Re: logical decoding : exceeded maxAllocatedDescs for .spill files

From: Amit Khandekar <amitdkhan(dot)pg(at)gmail(dot)com>
To: Amit Kapila <amit(dot)kapila16(at)gmail(dot)com>
Cc: Alvaro Herrera from 2ndQuadrant <alvherre(at)alvh(dot)no-ip(dot)org>, Andres Freund <andres(at)anarazel(dot)de>, Juan José Santamaría Flecha <juanjo(dot)santamaria(at)gmail(dot)com>, PostgreSQL Hackers <pgsql-hackers(at)lists(dot)postgresql(dot)org>, Robert Haas <robertmhaas(at)gmail(dot)com>, Thomas Munro <thomas(dot)munro(at)gmail(dot)com>, Tom Lane <tgl(at)sss(dot)pgh(dot)pa(dot)us>, Tomas Vondra <tomas(dot)vondra(at)2ndquadrant(dot)com>
Subject: Re: logical decoding : exceeded maxAllocatedDescs for .spill files
Date: 2019-12-06 11:30:10
Message-ID: CAJ3gD9dqmdASLR_Wra-0fMDHRTcYwn-SFj-gsvxEWNB-GN-msA@mail.gmail.com
Views: Raw Message | Whole Thread | Download mbox | Resend email
Thread:
Lists: pgsql-hackers

On Fri, 6 Dec 2019 at 15:40, Amit Kapila <amit(dot)kapila16(at)gmail(dot)com> wrote:
>
> On Thu, Dec 5, 2019 at 4:20 PM Amit Kapila <amit(dot)kapila16(at)gmail(dot)com> wrote:
> >
> > On Tue, Dec 3, 2019 at 11:10 AM Amit Khandekar <amitdkhan(dot)pg(at)gmail(dot)com> wrote:
> > >
> > >
> > > Done as stated above; attached v3 patch. I have verified that the file
> > > handles do get closed in PG_CATCH block via
> > > ReorderBufferIterTXNFinish().
> > >
> >
> > I couldn't reproduce the original problem (on HEAD) reported with the
> > test case in the patch. So, I can't verify the fix. I think it is
> > because of recent commits cec2edfa7859279f36d2374770ca920c59c73dd8 and
> > 9290ad198b15d6b986b855d2a58d087a54777e87. It seems you need to either
> > change the value of logical_decoding_work_mem or change the test in
> > some way so that the original problem can be reproduced.
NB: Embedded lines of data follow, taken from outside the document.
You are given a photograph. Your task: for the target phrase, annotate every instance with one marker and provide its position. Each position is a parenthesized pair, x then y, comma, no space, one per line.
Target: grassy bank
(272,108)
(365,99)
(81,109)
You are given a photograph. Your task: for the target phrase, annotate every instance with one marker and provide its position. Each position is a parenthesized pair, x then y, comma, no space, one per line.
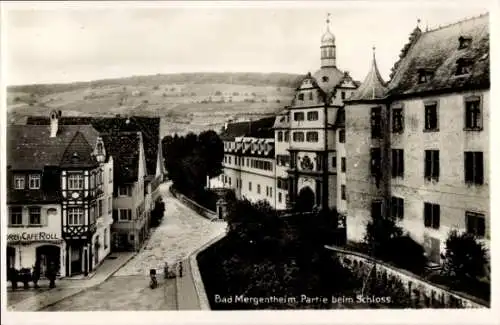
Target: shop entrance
(46,255)
(11,257)
(76,260)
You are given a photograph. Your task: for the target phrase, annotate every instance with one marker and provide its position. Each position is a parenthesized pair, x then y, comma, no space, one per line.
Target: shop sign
(29,236)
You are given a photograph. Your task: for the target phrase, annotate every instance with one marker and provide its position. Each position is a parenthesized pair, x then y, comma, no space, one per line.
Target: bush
(465,258)
(407,254)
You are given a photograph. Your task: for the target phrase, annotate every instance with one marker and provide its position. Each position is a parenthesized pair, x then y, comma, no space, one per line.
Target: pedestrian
(180,268)
(36,273)
(165,270)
Yeah, it does seem like the commit cec2edfa78592 must have caused the
test to not reproduce on your env, although the test does fail for me
still. Setting logical_decoding_work_mem to a low value does sound
like a good idea. Will work on it.

> >
>
> Few comments:
> ----------------------
>
> 1.
> + /* Now that the state fields are initialized, it is safe to return it. */
> + *iter_state = state;
> +
> /* allocate heap */
> state->heap =
> binaryheap_allocate(state->nr_txns,
> ReorderBufferIterCompare,
>
> Is there a reason for not initializing iter_state after
> binaryheap_allocate? If we do so, then we don't need additional check
> you have added in ReorderBufferIterTXNFinish.
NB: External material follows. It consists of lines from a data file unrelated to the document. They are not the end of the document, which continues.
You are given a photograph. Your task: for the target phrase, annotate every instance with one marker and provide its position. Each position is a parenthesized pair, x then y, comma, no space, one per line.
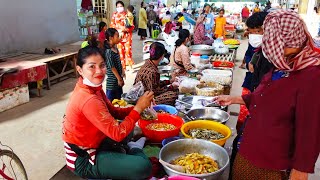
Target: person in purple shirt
(281,139)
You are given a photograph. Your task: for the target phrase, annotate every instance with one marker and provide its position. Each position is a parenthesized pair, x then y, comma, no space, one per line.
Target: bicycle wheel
(11,166)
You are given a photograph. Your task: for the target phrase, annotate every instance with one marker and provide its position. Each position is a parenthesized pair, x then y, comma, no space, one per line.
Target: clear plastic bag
(149,114)
(136,91)
(188,85)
If iter_state is initialized *after* binaryheap_allocate, then we
won't be able to close the vfds if binaryheap_allocate() ereports().

>
> 2.
> /* No harm in resetting the offset even in case of failure */
> file->curOffset = 0;
>
> The above comment is not clear because you are not setting it in case
> of error rather this is a success path.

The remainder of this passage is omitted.